Славная забегаловка для пожилых людей «Галактическая закусочная» предстает перед нами во всем своем тематическом великолепии. Снаружи она выкрашена в серебряный и золотой, а внутри интерьер представляет собой странное сочетание греческого стиля и типичного ресторана. Здесь много уютных кабинок из темного дерева. Пожилые официанты скользят из угла в угол, громко разговаривая и наполняя маленькие белые кружки бесконечными потоками кофе. Мы выбираем кабинку и берем меню, пристальный взгляд Антонио осматривает разнообразие выбора.
— Я буду два яйца, омлет, тосты и домашнюю картошку, — говорит он, подошедшей официантке.
— А пить? — спрашивает скучающая женщина в черно-белой униформе
— Кофе.
Я заказываю рогалик и кофе, и официантка уходит.
— Это из-за твоей мамы и ее семьи я не могу работать, — ворчит папа. — По их вине я лишился лицензии на электрооборудование, что никогда не было их делом. Семья твоей матери десятилетиями строила заговоры против меня.
— Я думала, что твою лицензию аннулировали из-за неуплаты после твоего падения.

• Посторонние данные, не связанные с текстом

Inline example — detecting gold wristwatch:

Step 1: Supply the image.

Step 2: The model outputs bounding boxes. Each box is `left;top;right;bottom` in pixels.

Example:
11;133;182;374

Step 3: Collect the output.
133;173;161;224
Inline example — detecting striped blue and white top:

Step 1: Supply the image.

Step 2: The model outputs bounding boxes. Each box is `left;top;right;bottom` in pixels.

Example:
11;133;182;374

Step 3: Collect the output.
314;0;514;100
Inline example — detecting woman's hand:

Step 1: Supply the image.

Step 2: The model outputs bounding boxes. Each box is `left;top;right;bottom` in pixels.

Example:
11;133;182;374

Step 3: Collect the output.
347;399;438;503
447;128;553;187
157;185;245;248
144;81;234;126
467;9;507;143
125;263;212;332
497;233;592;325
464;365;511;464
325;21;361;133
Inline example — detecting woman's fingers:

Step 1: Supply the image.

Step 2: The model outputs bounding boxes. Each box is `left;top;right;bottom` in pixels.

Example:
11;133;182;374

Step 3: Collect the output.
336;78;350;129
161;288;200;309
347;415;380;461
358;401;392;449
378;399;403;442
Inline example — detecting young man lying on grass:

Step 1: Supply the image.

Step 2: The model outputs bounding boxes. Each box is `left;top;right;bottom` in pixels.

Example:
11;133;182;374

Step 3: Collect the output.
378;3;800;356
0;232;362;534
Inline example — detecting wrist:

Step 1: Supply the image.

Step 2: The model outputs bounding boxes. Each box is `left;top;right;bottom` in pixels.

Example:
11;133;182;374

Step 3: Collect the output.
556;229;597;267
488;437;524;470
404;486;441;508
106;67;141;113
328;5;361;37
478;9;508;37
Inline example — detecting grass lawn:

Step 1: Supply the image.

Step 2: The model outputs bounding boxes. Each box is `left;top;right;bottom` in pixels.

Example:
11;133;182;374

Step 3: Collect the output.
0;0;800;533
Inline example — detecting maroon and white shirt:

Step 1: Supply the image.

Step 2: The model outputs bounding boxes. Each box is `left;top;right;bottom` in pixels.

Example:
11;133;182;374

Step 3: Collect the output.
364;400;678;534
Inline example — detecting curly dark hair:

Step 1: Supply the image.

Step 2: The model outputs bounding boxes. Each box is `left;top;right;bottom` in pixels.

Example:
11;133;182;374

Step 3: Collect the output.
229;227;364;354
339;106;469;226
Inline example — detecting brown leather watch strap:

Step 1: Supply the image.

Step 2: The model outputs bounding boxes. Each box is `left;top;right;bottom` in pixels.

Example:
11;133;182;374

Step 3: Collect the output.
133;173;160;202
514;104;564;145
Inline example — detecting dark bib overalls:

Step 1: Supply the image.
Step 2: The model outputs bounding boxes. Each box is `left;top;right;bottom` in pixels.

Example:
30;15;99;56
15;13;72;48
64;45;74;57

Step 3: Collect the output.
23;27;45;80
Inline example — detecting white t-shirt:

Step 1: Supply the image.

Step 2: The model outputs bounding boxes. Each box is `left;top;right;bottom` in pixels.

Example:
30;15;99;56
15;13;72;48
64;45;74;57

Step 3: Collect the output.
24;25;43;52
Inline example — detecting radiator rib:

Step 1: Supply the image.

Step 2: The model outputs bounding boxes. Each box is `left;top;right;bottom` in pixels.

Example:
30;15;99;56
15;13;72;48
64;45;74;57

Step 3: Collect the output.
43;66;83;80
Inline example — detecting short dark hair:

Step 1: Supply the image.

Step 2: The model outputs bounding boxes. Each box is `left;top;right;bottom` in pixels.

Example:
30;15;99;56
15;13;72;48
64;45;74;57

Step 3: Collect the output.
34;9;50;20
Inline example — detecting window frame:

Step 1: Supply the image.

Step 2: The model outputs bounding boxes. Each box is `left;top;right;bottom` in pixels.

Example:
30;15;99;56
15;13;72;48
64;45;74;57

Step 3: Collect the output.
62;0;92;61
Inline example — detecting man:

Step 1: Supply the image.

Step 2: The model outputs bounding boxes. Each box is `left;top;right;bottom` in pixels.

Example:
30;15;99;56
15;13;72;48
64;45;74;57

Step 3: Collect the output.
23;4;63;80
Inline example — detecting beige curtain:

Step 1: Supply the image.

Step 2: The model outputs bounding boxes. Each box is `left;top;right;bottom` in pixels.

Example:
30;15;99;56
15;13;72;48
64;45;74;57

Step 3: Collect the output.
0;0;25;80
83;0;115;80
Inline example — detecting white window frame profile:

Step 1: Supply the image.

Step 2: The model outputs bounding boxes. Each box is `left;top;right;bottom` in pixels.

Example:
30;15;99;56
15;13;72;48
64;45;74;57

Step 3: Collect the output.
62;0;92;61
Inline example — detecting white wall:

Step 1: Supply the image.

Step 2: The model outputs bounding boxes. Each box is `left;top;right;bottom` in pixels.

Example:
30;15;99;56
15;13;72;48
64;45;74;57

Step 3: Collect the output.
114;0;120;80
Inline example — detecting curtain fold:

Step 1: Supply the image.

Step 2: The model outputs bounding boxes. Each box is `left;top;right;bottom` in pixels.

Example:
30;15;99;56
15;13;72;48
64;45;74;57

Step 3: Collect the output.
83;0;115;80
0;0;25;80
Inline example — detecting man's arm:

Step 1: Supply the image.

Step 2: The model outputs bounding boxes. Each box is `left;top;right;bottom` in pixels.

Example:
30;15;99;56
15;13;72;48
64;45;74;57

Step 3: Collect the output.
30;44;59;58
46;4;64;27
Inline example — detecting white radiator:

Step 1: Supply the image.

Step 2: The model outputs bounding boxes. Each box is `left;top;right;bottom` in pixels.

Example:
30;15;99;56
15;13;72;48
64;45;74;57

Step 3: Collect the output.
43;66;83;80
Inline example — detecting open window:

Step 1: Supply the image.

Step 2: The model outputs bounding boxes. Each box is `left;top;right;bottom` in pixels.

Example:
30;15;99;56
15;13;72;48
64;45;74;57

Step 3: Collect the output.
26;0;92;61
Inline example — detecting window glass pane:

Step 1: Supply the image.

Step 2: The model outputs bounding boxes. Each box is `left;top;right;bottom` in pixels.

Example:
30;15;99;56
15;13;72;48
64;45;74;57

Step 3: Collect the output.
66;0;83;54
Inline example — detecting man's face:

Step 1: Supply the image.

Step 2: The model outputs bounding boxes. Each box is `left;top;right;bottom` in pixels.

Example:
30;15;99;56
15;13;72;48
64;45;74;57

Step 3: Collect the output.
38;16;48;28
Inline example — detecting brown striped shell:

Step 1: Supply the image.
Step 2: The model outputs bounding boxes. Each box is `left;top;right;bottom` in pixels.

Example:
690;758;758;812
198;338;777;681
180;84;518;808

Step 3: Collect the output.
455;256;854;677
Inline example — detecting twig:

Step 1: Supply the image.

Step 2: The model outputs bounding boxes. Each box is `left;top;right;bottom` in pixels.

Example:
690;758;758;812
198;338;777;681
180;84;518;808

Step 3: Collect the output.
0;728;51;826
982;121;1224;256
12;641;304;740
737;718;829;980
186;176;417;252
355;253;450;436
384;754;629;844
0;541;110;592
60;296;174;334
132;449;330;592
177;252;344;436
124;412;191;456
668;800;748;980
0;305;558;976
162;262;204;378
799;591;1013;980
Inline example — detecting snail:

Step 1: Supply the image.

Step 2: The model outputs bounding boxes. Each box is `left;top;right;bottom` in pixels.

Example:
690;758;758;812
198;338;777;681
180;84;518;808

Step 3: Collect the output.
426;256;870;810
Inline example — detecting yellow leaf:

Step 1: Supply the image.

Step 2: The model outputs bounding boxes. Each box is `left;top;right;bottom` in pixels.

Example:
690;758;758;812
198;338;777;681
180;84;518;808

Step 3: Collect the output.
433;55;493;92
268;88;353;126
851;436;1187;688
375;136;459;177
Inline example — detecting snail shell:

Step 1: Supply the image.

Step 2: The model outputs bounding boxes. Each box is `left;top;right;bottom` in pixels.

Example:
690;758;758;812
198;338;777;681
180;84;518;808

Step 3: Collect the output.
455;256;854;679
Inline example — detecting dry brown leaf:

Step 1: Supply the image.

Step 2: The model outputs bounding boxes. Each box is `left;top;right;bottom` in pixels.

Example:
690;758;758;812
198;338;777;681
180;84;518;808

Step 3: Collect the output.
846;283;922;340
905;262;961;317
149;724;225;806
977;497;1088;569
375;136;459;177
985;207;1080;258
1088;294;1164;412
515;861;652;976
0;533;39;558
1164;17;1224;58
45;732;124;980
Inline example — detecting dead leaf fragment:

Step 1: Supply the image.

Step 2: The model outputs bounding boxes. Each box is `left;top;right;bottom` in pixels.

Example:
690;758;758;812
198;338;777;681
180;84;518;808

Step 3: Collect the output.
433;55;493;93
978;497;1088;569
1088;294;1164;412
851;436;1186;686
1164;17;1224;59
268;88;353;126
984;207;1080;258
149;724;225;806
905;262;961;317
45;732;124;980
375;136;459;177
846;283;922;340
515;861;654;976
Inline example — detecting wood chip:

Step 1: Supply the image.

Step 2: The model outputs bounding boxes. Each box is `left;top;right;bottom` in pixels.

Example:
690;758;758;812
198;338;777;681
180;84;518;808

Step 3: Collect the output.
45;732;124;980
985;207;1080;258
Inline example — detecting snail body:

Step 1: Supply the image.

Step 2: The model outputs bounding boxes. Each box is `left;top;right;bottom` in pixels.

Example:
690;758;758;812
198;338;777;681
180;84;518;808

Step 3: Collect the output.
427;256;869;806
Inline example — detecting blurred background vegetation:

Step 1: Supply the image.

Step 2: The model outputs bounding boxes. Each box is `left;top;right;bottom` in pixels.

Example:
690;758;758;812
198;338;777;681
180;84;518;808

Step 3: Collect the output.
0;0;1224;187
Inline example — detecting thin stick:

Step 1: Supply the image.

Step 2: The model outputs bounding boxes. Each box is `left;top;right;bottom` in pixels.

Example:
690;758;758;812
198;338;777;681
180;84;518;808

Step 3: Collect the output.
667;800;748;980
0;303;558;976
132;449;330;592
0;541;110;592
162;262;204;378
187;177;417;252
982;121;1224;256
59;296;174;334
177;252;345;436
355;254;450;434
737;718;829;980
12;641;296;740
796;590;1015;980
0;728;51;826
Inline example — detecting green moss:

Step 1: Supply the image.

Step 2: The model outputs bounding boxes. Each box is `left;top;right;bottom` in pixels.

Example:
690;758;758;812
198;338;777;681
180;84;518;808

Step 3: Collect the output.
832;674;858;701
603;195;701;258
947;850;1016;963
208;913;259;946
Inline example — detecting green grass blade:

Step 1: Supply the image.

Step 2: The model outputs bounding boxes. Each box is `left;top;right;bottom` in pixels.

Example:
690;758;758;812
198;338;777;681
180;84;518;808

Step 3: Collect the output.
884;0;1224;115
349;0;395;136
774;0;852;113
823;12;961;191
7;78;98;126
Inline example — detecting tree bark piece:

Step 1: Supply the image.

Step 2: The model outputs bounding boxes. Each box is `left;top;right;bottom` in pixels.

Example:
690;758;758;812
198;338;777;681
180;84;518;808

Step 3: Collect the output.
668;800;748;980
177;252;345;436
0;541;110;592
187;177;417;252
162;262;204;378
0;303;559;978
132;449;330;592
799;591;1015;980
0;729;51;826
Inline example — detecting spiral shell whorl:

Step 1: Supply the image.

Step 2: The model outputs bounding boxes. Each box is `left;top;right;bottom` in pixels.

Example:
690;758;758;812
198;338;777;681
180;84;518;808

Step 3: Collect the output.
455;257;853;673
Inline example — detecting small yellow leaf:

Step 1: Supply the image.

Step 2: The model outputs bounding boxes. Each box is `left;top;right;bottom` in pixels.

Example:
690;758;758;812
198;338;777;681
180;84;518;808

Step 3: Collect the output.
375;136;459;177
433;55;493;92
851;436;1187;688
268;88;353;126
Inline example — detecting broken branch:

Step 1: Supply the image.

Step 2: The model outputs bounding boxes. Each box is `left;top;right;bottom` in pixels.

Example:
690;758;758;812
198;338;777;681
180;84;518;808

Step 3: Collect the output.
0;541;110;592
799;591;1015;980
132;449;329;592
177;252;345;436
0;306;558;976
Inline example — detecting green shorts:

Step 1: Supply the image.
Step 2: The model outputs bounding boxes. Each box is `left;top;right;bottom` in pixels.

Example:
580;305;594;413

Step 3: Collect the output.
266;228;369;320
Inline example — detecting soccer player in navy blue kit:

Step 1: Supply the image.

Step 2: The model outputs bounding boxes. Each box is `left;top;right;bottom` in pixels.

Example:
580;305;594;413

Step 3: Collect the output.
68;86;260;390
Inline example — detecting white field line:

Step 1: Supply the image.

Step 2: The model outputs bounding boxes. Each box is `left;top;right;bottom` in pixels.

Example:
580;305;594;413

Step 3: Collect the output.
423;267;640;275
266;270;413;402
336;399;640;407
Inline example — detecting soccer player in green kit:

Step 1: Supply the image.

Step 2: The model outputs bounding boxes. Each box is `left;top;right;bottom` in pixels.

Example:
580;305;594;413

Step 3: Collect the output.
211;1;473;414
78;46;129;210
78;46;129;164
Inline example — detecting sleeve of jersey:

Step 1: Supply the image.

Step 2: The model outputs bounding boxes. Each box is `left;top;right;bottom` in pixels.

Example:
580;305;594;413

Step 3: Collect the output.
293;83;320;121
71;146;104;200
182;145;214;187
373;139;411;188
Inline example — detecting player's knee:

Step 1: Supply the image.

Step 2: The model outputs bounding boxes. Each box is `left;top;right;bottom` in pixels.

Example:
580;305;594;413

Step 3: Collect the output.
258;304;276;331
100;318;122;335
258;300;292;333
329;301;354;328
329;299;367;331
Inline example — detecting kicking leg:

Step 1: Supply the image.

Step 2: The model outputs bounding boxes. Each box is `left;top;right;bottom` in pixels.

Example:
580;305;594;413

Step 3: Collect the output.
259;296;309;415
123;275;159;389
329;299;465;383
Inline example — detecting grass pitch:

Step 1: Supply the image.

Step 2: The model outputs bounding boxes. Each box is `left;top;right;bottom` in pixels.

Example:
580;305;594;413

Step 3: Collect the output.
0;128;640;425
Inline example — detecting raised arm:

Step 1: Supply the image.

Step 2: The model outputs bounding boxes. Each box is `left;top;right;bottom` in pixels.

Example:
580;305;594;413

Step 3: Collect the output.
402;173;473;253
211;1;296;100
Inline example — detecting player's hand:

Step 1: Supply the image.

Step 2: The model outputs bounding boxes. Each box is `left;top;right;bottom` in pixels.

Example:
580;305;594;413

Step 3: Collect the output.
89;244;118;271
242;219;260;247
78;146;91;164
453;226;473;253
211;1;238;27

Я знала, что скоро начнется разглагольствование о прошлом. Еще до развода родителей мои сказки на ночь были о том, как мама пыталась отравить еду папы, и что мамина большая семья планировала убить его. Но сегодня я не в настроении. Просто хочу вернуться к учебе, тусовкам с Таней и своей спокойной убранной квартире. Как только вернусь, с радостью запущу пылесос, чтобы убрать любую праздничную пыль.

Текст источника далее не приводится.